In an airliner, we have an electrical system with power generation, hydraulic system, cabin Environmental Control System (ECS), Bleed air system for ECS, deicing and engine start, Landing gears, and APU.
The third test aircraft is used for avionics development and verification. It’s also a Certification conformant aircraft regarding avionics functions of the aircraft (cockpit pilot instrumentation, communication, navigation, systems control). It is used for certification testing for the avionics systems and the connected aircraft systems.
The fourth test aircraft is the Cabin development and verification test item. It’s then used to certify the cabin equipment and functions.

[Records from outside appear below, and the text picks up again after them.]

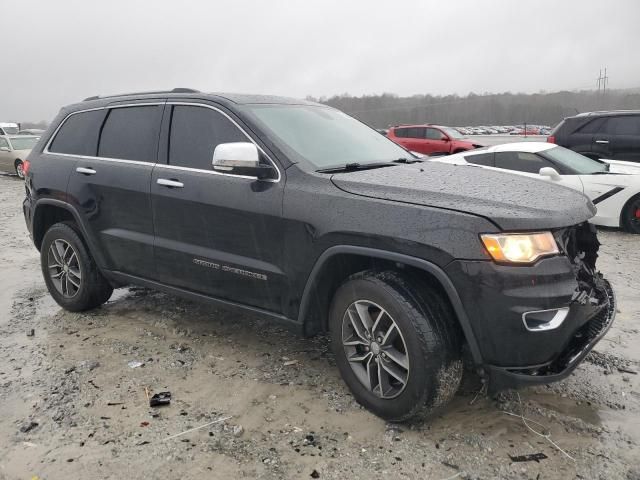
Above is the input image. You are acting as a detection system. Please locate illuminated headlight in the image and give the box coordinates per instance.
[480,232,559,264]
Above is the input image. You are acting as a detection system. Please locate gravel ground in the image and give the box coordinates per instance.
[0,174,638,480]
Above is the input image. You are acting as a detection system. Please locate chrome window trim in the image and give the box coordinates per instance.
[43,101,282,183]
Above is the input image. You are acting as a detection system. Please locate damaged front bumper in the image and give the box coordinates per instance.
[485,278,615,391]
[445,222,616,392]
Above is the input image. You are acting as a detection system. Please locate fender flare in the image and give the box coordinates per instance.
[297,245,484,366]
[32,199,108,268]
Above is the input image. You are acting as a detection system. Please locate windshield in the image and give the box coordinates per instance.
[9,137,39,150]
[2,126,19,135]
[542,146,608,174]
[246,105,411,169]
[440,127,464,139]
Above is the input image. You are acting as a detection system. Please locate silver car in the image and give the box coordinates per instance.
[0,135,39,178]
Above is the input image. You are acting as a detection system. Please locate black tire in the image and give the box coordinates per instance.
[40,222,113,311]
[329,270,463,422]
[14,159,25,179]
[621,194,640,234]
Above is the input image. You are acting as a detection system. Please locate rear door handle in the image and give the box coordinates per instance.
[157,178,184,188]
[76,167,96,175]
[595,140,609,144]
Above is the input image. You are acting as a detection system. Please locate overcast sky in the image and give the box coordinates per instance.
[3,0,639,121]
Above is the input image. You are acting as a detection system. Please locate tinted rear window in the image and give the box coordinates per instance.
[98,106,162,162]
[576,117,606,134]
[168,106,246,170]
[49,110,107,156]
[465,152,494,166]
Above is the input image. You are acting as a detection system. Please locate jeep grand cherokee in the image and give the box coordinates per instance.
[22,89,615,421]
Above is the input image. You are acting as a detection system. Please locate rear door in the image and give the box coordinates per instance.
[595,115,640,162]
[150,102,286,313]
[66,102,164,276]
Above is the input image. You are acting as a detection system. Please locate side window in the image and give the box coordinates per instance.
[0,137,9,149]
[603,116,640,135]
[405,127,425,139]
[495,152,552,173]
[465,152,494,166]
[168,106,247,170]
[577,117,606,134]
[48,110,107,156]
[98,106,162,162]
[426,128,444,140]
[394,128,408,138]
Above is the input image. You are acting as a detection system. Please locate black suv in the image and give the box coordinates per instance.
[549,110,640,162]
[23,89,615,421]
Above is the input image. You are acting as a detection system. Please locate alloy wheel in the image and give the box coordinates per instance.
[341,300,410,399]
[15,162,25,179]
[47,239,82,298]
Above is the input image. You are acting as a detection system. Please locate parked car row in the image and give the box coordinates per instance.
[455,125,552,136]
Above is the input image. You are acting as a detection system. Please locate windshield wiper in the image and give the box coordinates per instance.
[316,162,397,173]
[392,157,423,164]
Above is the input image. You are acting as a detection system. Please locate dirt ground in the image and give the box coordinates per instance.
[0,173,638,480]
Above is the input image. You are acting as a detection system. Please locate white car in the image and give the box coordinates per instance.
[0,135,39,179]
[432,142,640,234]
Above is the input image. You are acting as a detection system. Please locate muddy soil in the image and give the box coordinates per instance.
[0,174,638,480]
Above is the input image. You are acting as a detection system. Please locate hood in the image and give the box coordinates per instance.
[604,159,640,175]
[331,162,596,231]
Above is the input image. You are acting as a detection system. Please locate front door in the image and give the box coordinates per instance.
[0,137,12,173]
[150,103,286,313]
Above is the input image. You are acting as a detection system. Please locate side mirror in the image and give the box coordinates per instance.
[441,136,450,142]
[212,142,275,180]
[539,167,561,181]
[0,146,10,152]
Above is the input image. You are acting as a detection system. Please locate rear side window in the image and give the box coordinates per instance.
[168,106,247,170]
[576,117,606,134]
[394,128,408,138]
[49,110,107,156]
[465,152,494,166]
[405,127,425,139]
[603,116,640,135]
[98,106,162,162]
[495,152,552,173]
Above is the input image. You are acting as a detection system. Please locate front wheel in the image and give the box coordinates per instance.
[41,222,113,311]
[621,195,640,234]
[329,271,463,422]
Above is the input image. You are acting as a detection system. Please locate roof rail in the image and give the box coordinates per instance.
[83,87,200,102]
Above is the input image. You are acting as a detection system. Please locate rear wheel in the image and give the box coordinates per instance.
[14,160,25,179]
[41,223,113,311]
[621,195,640,234]
[329,270,463,422]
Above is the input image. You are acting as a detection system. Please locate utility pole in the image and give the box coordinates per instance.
[596,68,609,108]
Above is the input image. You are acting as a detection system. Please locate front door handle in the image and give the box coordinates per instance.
[157,178,184,188]
[595,140,609,144]
[76,167,96,175]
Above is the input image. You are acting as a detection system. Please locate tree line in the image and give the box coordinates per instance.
[311,88,640,128]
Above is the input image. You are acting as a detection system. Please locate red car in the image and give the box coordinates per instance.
[387,124,482,155]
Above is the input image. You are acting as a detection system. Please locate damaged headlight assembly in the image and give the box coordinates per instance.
[480,232,559,264]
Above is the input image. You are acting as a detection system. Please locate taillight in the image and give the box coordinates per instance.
[22,160,31,176]
[547,136,556,144]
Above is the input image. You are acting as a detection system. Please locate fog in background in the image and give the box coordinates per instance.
[3,0,640,122]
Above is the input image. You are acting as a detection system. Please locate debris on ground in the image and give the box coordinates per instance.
[127,360,144,369]
[508,452,548,463]
[19,421,38,433]
[149,391,171,407]
[26,329,35,337]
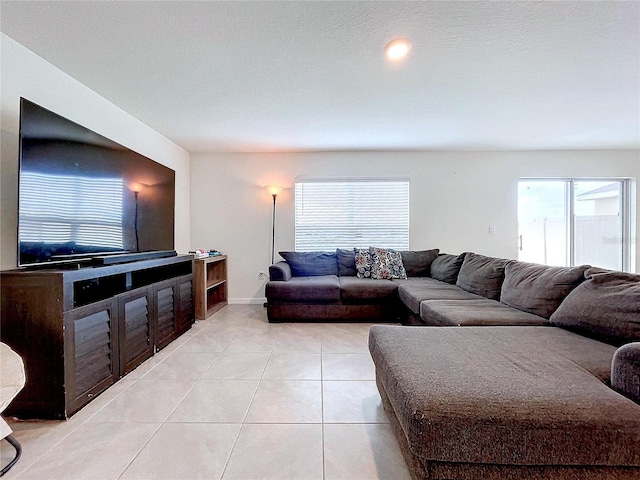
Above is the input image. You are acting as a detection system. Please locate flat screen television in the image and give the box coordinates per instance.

The fifth and final test aircraft is a cabin-equipped aircraft, which is serial production conform. It’s used for supplementary certification tasks, operational evaluation with different airline customers, training, and finally, a long worldwide route proving tour.
If there are supplementary certification tasks that need to be done in parallel with the above flight tests, the first serial production aircraft are temporarily retained by the OEM to fly such trials.
After completion of the certification and any supplementary tests for extension of the aircraft certificate like ILS ACT III landing and ETOPS (Extended-range Twin Operations approval), several aircraft are sold at a reduced price as business jets and heads of state transport. The OEM keeps a couple of test aircraft for supplementary development and demo flights.